Cowardly Cornwallis's Cavern Quarters

Near the very end of the battle, Cornwallis (and many of the towns people as well) hid from the American bombardments by hiding in the cliffs next to the river. Both the American and British Press took Cornwallis to task for hiding in the caves, and so did Mike and Bone. 

Nudging towards Nags Head

With the Peninsula Campaign complete and the day waning, the boys headed south towards the Outer Banks. So off they went driving through Newport News, and down through Duck, North Carolina on towards the lovely Outer Banks community of Nags Head. Nags Head is a quaint beach town filled with Beach Homes on stilts (for hurricane seasons), beach bars, and bed & breakfast's.

Being the Labor  Day Holiday Weekend, Mike and Bone had to scramble for accommodations, but were fortunately able to scam a beach front sleep cheap motel across the street from the Ocean.

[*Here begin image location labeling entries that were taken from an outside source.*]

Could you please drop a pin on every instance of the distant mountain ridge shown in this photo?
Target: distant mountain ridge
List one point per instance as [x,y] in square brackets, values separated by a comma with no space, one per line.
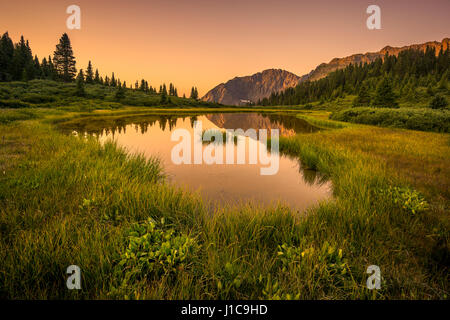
[240,90]
[252,88]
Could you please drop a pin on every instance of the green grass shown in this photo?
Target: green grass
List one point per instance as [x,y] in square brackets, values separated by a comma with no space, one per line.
[66,200]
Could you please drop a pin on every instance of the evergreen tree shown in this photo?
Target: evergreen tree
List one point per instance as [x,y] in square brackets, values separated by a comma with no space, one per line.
[80,84]
[363,97]
[22,61]
[89,74]
[64,60]
[384,95]
[97,77]
[6,57]
[163,97]
[194,93]
[120,93]
[53,74]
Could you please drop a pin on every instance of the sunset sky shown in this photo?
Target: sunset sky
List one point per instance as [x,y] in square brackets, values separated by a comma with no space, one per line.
[206,42]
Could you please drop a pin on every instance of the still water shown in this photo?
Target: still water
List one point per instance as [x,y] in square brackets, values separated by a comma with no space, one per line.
[220,183]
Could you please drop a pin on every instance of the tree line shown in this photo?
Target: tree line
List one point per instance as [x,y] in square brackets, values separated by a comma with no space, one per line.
[378,84]
[17,63]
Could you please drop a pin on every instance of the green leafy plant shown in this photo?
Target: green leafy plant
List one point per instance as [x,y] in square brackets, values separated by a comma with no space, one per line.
[152,251]
[408,199]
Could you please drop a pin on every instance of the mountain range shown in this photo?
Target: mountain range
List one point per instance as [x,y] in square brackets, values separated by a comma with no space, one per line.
[242,90]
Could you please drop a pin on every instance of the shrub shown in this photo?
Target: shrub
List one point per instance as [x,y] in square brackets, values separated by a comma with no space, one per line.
[438,102]
[154,251]
[422,119]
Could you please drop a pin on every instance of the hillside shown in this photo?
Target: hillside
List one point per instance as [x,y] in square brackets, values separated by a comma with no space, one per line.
[242,90]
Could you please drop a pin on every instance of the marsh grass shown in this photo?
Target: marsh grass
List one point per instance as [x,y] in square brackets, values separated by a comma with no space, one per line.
[68,200]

With a place to sleep the boys noticed that it was considerably warmer (in the 90's) in the Outer Banks than it was in Virginia.

Needing liquid refreshment the boys discovered that Nags Head is an extremely enlightened town with Drive-Thru Party stores. Visiting this fine establishment, the boys procured a Styrofoam cooler and a case of Mexico's finest Corona's re-establishing the "Hall of Shame."

Now fully prepared, the boys toured Nags Head in the waning hours of the day.

Getting Outta of line in the Outer Banks

As the evening progressed, Mike and Bone began to bar-hop to all the little beach bars, indulging in Corona's, and shots of Tequila. In short order, both Mike and Bone were in rare form, making new friends and running up a massive tab, which always, inevitably leads to massive headaches the next morning.

Around 1:30 AM the boys decided to make it an "early" night and rested their bleary eyes and heads after their second night of excess.